My grandmother was up at five, stuffing the turkey, setting potatoes on to boil. She made everything from scratch, including the pumpkin and mince pies.  Cranberries sputtered and popped gently in a pot on the stove, before she and I mashed them into a crimson sauce.

My childhood nuclear family of six is now only two - my brother John and I. Mary died at 39, Susan at 48. Alcohol took them both. John and I have our own families now, but our parents and sisters are never far from our thoughts, especially now.

And if I could go back to a scene from one of those long-ago Christmases, it would be early Christmas morning. Very early. WCBS in New York always broadcast the classic 1951 English version of Charles Dickens' "A Christmas Carol" at 1 a.m.  We were all supposed to be in bed.

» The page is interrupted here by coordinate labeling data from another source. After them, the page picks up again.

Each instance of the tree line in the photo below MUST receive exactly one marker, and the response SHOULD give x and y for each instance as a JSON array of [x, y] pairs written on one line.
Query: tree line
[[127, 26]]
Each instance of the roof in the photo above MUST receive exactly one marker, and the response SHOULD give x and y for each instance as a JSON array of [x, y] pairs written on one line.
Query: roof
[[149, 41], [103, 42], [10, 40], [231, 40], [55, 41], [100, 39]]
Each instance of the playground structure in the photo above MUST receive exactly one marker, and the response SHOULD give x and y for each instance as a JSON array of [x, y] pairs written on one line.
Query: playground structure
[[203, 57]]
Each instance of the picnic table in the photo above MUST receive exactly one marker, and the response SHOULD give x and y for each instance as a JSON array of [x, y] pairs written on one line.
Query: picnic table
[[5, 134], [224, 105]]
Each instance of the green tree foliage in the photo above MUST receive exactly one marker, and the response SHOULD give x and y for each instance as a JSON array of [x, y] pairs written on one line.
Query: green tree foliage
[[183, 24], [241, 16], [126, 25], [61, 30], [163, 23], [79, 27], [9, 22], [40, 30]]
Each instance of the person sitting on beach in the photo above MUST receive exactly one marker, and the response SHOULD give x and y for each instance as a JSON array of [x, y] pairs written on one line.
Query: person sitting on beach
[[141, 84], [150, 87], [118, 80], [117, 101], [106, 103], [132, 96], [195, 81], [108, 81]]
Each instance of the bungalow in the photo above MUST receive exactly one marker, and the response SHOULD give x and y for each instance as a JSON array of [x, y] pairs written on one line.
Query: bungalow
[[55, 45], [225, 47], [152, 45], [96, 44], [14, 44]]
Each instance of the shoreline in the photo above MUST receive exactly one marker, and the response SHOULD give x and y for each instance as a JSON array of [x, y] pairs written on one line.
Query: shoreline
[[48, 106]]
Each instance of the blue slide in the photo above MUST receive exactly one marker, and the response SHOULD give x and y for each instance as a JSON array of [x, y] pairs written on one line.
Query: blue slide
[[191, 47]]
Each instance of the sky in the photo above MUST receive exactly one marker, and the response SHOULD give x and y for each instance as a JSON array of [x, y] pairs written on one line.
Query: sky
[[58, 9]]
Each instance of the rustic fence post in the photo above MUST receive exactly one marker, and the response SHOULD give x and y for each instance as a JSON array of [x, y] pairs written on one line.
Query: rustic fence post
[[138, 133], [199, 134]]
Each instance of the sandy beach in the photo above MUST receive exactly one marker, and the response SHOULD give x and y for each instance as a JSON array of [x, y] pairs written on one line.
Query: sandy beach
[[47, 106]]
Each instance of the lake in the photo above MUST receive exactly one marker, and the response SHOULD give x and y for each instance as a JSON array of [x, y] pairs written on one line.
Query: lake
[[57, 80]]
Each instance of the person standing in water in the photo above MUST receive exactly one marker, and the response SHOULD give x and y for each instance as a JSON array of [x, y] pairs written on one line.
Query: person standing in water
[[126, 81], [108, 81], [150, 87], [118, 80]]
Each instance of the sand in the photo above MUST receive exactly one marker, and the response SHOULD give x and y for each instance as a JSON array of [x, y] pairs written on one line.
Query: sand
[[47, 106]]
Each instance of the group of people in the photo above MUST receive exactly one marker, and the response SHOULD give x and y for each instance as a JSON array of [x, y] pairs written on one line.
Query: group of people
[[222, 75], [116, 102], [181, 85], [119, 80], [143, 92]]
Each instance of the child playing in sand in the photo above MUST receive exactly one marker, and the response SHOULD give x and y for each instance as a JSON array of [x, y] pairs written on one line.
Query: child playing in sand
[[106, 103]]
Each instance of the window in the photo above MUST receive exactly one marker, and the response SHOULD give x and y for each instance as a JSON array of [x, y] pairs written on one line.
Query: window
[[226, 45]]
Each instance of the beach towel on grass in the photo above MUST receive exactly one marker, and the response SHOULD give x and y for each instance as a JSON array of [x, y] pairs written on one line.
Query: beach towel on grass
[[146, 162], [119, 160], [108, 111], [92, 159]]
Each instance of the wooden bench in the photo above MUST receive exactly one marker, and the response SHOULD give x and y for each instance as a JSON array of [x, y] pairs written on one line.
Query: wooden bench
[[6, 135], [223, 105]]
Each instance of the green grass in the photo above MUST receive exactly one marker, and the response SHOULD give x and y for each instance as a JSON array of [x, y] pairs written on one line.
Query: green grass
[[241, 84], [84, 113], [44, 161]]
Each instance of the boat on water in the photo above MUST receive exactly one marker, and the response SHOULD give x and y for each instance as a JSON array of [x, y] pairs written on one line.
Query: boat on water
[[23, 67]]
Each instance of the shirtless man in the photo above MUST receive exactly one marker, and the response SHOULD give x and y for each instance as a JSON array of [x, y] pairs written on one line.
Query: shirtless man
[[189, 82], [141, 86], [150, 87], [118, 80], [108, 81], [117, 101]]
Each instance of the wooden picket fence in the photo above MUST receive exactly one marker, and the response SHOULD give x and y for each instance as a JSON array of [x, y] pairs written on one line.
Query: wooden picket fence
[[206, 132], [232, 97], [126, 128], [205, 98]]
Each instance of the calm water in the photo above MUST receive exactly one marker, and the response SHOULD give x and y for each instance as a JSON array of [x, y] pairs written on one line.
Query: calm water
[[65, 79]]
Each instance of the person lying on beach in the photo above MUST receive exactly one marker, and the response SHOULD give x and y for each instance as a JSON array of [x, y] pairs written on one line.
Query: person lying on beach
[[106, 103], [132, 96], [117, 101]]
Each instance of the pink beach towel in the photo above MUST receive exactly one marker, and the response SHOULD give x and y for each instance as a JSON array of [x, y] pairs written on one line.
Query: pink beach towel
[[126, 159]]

One by one, we tiptoed out of our  bedrooms and made our way down to the stairs leading into the living room. I would flick on the T.V. and turn the knob (no remotes then) as gently as I could. Then my brother and sisters and I would settle in to watch Ebenezer Scrooge, brilliantly played by Alastair Sim, on the road to his redemption. We knew all the words to the movie and would try to beat each other to be the first to say them.

Even as adults, we would still call each other up before the holiday to let each other know when  "A Christmas Carol" was set to be broadcast.

My favorite spirit in the novel is the Ghost of Christmas Past, a gentle phantom dressed in a white tunic, with a sprig of holly in his hand. The initial exchange between Scrooge and the spirit still makes my chest ache.

"Who and what are you?" a frightened Scrooge thunders.

"I am the Ghost of Christmas Past," the spirit replies softly.

"Long past?"

"No. Your past."

The farther time spins away from those childhood Christmases, the more I try to hang on to them. My family has slipped away. The Canadian columnist is wrong.  She should go home again, while she still can.